Tuesday, August 2, 2011

Happy Birthday, Mom... You Still Make Me Laugh

By Kelly Sinon

 Throughout the day, I reminded myself that it was my mother’s birthday. She would have been 66, today.      One of her deepest wishes was to never age. Not that she was someone who was terrified of losing her looks, really. Not any more than anyone else, but because she didn’t want what happens to people when they age; the invisibility.  Although, anyone who knew my mother, knew that there was absolutely no chance of her ever becoming invisible, with her nasal, perpetually allergy-laced, Brooklyn accent and her contagious Drescher-esque laugh, accompanied by snorts.
 Mom stopped aging at 56 years old, in her happy prime of life. Retired, with her husband and beloved Scottish Terriers, she was free to travel to all the dog shows she wanted in their RV. While driving home from one of their many shows, their RV had a blowout, which caused it to overturn and catch fire. A tragic accident that changed our family forever.
 In the ten years since, I’ve come a long way in the grief process. It was so sudden, that when my husband, who’d gotten the phone call earlier in the day, broke the news to me on my arrival home from a shopping trip, I was appalled that he could lie to me in such a disgusting way.  I wrestled with the guilt that we hadn’t spoken in a few months.  I still do.

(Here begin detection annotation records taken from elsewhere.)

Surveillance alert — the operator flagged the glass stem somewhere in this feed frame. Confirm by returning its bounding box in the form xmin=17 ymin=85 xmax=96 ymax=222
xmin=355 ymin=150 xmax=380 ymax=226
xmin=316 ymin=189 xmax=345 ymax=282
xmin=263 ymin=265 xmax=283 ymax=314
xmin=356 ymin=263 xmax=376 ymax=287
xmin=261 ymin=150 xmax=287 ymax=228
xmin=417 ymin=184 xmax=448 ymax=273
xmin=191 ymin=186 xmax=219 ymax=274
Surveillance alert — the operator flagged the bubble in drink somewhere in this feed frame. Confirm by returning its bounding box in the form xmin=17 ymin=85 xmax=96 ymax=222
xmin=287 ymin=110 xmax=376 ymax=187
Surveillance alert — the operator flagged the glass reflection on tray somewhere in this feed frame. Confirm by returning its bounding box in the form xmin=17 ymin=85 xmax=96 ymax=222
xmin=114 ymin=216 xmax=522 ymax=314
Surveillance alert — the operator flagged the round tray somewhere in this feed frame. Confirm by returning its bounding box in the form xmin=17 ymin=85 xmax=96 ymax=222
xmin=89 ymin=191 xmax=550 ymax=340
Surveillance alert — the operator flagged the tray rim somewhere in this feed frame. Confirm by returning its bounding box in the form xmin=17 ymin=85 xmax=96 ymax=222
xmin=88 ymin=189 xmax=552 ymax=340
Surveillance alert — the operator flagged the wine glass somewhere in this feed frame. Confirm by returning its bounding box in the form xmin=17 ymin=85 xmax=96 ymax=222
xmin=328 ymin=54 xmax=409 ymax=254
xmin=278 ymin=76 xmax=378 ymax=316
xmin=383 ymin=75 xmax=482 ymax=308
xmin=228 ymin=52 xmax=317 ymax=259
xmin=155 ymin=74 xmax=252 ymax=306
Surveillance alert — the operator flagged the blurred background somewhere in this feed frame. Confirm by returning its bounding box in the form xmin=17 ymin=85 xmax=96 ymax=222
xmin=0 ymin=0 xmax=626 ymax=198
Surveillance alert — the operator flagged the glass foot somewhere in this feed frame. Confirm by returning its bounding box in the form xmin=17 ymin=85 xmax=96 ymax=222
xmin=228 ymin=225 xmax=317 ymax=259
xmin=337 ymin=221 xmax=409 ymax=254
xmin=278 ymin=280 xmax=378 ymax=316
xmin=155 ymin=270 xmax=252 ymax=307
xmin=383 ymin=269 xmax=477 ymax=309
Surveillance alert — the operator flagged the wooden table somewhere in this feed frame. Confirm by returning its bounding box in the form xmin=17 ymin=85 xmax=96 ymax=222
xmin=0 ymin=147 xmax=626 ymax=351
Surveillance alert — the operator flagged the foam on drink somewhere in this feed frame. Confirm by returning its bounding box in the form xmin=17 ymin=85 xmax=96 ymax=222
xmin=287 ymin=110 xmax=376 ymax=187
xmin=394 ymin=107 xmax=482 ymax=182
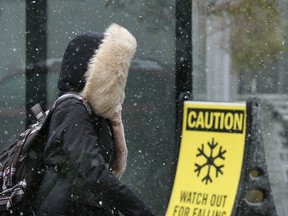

But I remind myself that she knows, and any wrong between us has been made right by the forgiveness that death can bring for people who truly loved each other beyond condition.
It seemed for a month straight, I cried.
 I cried, as I asked my husband in all sincerity and fear, “Will I ever stop crying?”
 I cried in line in the supermarket, for a reason I still don’t know.
 I cried in the middle of my kitchen with my young children unsure of what to say or do to make it stop.
 I cried the second my eyes opened in the morning.
 But little by little, with encouraging friends and family, the tears stopped and the stories began.
 The time Mom didn’t believe there was a bat in the house, until its whirring wings woke her at 2 a.m. and she and my sister tried to usher it out of every open door we had while I giggled maniacally from my post under the dining room table. 
 Mom’s fearlessness in taking her girls all over the west coast and Canada in a ‘60s era camper without a toilet, which in itself displays amazing courage, to compete in dog shows and introduce us to the land of “colorful money” and metrics none of us could decipher.
 Her quickness to defend her children from harm or mistaken identity, as was the case when my botched haircut at her scissor-wielding hands resulted in the butcher telling my sister to "take care of her little brother."
"How can you think this adorable little girl is a boy?" Grabbing my wrist, she stalked away muttering about how dare he think such a thing. Even though I think in her heart of hearts, she knew it was not a difficult conclusion to jump to. 
 Her talent as a story teller, writer, and painter, her wit and wisdom are remembered still. She was quick to laugh. Usually at me, which infuriated my sister because it seemed I could get out of almost any punishment. But my sister was entrusted with Mom’s respect for her capable nature and brand of fearlessness, herself.
She’s with me when I catch myself snorting when I laugh, or when I’m excited and talking fast, my husband will call me on my “Brooklyn accent.” She’s also with me when I say things like, “Enough a’ready” or standing on a soapbox to get my point across, since she did pass on the gift of gab and her opinionated nature.

Happy birthday, Mom. To me, you will always be forever young, beautiful and unforgettable.